The alleged victim of the alleged unsolicited advances of three members of the Duke Lacrosse team, none of whom anyone would want dating their own daughter, has apparently put the kibosh on the District Attorney's hopes of looking like a hero in the coming election:

The woman who says she was raped by three members of Duke's lacrosse team also told police 10 years ago she was raped by three men, filing a 1996 complaint claiming she had been assaulted three years earlier when she was 14. Authorities in nearby Creedmoor said Thursday that none of the men named in the decade-old report was ever charged but they didn't have details why.

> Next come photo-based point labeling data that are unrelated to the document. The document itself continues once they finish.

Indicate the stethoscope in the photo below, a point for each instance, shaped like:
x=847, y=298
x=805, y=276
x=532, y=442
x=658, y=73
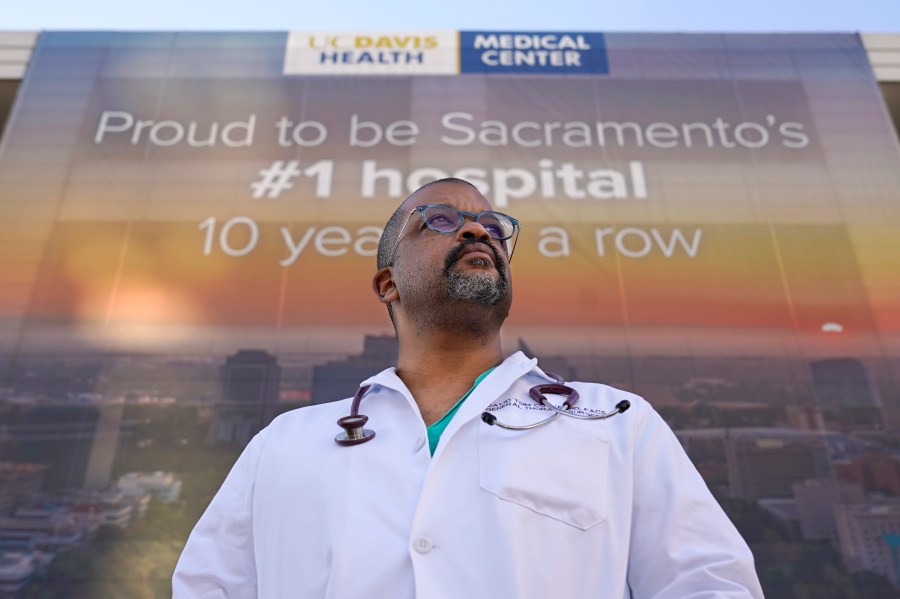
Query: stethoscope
x=356, y=433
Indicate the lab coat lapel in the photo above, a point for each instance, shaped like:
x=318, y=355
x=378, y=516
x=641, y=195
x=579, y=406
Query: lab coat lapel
x=489, y=390
x=389, y=380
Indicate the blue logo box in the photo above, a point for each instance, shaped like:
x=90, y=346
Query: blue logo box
x=558, y=53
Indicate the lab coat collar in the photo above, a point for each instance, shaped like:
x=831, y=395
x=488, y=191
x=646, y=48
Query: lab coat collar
x=513, y=367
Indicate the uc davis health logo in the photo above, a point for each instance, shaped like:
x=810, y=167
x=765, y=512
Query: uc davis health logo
x=371, y=53
x=533, y=52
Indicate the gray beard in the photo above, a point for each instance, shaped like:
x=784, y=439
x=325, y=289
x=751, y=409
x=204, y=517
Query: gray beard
x=477, y=287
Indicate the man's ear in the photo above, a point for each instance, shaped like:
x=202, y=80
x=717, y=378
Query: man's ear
x=383, y=284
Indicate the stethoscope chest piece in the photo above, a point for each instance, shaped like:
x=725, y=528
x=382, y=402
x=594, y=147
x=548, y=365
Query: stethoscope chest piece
x=354, y=431
x=354, y=424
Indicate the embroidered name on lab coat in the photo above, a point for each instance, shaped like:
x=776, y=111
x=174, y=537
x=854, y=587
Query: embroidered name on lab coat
x=533, y=406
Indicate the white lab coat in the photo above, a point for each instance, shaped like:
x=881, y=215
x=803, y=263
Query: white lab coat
x=595, y=509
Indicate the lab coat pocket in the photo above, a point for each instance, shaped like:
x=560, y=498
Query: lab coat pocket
x=554, y=470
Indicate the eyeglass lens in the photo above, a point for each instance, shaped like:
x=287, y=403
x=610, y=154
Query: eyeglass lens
x=445, y=219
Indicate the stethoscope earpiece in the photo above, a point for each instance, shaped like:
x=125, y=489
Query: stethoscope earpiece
x=356, y=433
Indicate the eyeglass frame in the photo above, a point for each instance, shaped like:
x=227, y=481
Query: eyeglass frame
x=463, y=213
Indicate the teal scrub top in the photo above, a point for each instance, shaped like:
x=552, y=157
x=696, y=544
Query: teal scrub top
x=436, y=429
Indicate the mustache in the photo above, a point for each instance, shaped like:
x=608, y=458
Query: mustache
x=454, y=254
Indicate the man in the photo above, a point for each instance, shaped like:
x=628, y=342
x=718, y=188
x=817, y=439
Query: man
x=606, y=508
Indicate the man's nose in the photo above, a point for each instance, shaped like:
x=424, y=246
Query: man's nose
x=473, y=230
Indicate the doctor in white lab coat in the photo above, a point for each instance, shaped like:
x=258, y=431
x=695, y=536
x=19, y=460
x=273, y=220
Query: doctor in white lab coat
x=605, y=509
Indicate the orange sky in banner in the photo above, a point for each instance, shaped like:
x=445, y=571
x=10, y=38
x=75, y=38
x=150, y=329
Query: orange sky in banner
x=740, y=276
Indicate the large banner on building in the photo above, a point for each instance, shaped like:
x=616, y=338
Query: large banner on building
x=190, y=222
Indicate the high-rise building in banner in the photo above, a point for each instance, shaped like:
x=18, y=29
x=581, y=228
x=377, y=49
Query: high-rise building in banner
x=843, y=383
x=867, y=538
x=250, y=381
x=875, y=472
x=340, y=379
x=19, y=483
x=816, y=500
x=765, y=463
x=77, y=444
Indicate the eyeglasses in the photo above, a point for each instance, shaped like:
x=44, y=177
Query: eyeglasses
x=446, y=219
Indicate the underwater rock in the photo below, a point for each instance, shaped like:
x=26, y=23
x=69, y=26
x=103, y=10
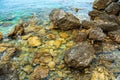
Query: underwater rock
x=17, y=31
x=101, y=73
x=115, y=35
x=97, y=34
x=113, y=8
x=79, y=56
x=8, y=72
x=40, y=72
x=34, y=41
x=63, y=20
x=1, y=36
x=107, y=26
x=102, y=4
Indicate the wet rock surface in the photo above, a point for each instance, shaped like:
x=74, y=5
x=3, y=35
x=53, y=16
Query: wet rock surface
x=63, y=20
x=77, y=57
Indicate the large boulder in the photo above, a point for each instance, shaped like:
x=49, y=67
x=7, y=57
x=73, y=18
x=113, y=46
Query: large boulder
x=97, y=34
x=102, y=4
x=79, y=56
x=113, y=8
x=63, y=20
x=115, y=35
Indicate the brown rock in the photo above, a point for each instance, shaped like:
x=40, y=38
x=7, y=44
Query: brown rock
x=102, y=4
x=113, y=8
x=97, y=34
x=63, y=20
x=17, y=31
x=115, y=35
x=79, y=56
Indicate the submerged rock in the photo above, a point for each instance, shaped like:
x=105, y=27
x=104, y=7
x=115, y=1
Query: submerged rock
x=1, y=36
x=115, y=35
x=97, y=34
x=63, y=20
x=34, y=41
x=17, y=31
x=79, y=56
x=101, y=73
x=7, y=72
x=102, y=4
x=113, y=8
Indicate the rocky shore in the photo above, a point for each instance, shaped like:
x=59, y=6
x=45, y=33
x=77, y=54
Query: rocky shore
x=69, y=49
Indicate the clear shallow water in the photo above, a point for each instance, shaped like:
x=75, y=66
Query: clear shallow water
x=12, y=11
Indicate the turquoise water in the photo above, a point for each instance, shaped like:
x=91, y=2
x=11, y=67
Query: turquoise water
x=12, y=11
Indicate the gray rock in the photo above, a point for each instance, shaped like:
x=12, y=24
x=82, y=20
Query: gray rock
x=97, y=34
x=79, y=56
x=115, y=35
x=113, y=8
x=102, y=4
x=7, y=72
x=63, y=20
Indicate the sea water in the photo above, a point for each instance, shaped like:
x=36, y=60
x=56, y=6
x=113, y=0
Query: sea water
x=12, y=11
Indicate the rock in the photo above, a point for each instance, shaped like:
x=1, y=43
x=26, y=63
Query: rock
x=102, y=4
x=39, y=73
x=97, y=34
x=115, y=35
x=7, y=72
x=100, y=73
x=63, y=20
x=34, y=41
x=107, y=26
x=113, y=8
x=79, y=56
x=17, y=31
x=1, y=36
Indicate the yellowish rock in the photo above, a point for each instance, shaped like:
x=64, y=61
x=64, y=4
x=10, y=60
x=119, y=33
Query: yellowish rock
x=1, y=36
x=57, y=43
x=28, y=69
x=34, y=41
x=2, y=49
x=100, y=73
x=51, y=64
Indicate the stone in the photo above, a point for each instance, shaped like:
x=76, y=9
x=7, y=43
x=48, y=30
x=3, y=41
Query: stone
x=1, y=36
x=115, y=35
x=17, y=31
x=34, y=41
x=8, y=72
x=79, y=56
x=113, y=8
x=2, y=49
x=97, y=34
x=39, y=72
x=102, y=4
x=101, y=73
x=63, y=20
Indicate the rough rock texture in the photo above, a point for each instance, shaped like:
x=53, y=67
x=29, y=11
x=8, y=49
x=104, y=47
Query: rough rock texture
x=100, y=73
x=97, y=34
x=63, y=20
x=7, y=72
x=17, y=31
x=107, y=26
x=115, y=35
x=113, y=8
x=102, y=4
x=79, y=56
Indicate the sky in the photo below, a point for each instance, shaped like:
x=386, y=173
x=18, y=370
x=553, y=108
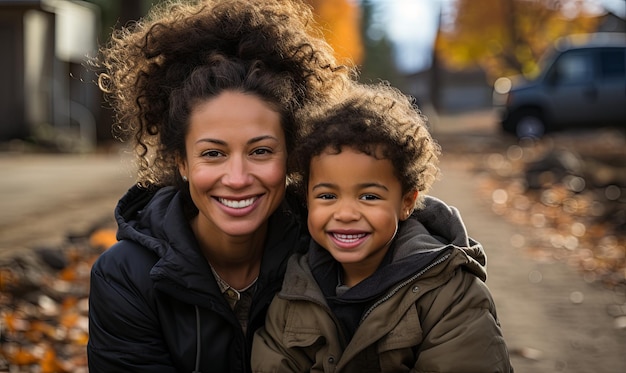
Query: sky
x=412, y=25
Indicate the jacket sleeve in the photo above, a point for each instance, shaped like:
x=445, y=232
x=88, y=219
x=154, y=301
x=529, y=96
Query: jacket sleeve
x=461, y=329
x=124, y=332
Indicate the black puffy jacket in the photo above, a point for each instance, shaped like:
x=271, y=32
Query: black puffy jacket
x=154, y=305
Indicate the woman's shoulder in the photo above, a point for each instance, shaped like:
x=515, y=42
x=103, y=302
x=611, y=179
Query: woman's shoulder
x=125, y=259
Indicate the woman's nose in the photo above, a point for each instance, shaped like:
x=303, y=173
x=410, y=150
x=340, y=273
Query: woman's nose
x=237, y=175
x=346, y=211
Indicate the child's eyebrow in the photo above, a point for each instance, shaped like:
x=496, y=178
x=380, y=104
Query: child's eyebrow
x=361, y=186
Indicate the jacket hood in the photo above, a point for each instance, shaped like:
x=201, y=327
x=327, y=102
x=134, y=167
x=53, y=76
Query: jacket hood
x=156, y=221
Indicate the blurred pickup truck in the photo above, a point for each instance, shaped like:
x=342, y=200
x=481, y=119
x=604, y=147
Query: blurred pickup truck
x=581, y=84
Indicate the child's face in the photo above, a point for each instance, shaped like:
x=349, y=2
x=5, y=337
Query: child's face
x=355, y=202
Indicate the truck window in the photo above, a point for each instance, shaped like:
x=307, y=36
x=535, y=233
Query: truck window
x=613, y=63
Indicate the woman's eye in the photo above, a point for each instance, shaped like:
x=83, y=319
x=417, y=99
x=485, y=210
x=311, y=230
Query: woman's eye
x=211, y=153
x=261, y=151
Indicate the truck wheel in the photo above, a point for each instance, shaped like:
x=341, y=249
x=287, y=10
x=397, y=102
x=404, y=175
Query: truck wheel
x=529, y=124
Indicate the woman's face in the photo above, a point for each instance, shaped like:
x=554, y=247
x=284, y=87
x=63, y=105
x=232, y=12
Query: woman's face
x=236, y=163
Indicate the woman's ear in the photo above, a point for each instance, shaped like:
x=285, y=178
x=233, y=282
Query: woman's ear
x=408, y=204
x=182, y=167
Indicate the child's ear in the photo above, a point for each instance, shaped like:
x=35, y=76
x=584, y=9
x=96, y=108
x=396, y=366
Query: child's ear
x=408, y=204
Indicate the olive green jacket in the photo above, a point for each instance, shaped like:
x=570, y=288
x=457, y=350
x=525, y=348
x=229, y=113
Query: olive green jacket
x=441, y=318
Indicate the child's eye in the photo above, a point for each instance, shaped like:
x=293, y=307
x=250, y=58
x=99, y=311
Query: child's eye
x=326, y=196
x=369, y=197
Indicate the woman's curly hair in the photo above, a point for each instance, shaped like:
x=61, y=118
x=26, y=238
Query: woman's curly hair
x=379, y=121
x=155, y=70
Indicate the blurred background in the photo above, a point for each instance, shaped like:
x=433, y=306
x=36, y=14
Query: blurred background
x=446, y=53
x=550, y=208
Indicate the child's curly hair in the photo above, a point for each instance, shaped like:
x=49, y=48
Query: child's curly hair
x=155, y=70
x=379, y=121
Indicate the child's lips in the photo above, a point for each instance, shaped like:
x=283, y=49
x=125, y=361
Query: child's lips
x=348, y=240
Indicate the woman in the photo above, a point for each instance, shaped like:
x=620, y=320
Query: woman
x=209, y=94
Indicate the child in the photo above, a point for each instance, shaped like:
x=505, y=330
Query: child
x=381, y=288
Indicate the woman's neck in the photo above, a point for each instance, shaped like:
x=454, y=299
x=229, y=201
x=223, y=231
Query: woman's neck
x=236, y=259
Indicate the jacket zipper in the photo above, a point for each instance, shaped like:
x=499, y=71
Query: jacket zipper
x=403, y=284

They weren't charged because she declined to press charges, claiming to be afraid for her safety. Okay, that happens. But there was apparently an absence of physical evidence both ten years ago as well as in the recent case, and once a jury hears this history it'll be next to impossible to convict the accused of anything beyond being Division I sleazoids.

A lot of people hitched their wagon to this woman's story. It resonated with people who wanted to believe the very worst of rich white males. Consequently, these young men's lives, and those of their parents, have been seriously compromised. Without any real evidence that a crime had been committed, the president of the university cancelled the lacrosse season, punishing the whole team based on an unsubstantiated allegation against three of its members. Without any proof, pictures of these students, in association with the word "rape," were plastered all across the nation's newspapers and television sets, debasing and humiliating both them and their parents. African-American race hustlers seized the opportunity to blather about the awful history of white on black rape as if it were not the case that interracial rape since the 1960s is overwhelmingly perpetrated by blacks against whites.

We wonder how, if the charges indeed eventually come to naught, all these people will ever apologize to the young men, and to the nation as a whole, for their debased attempt to exploit this sordid event for their own various ignoble purposes. Perhaps a sincere apology will be a lot more than any of the students or their families can reasonably expect.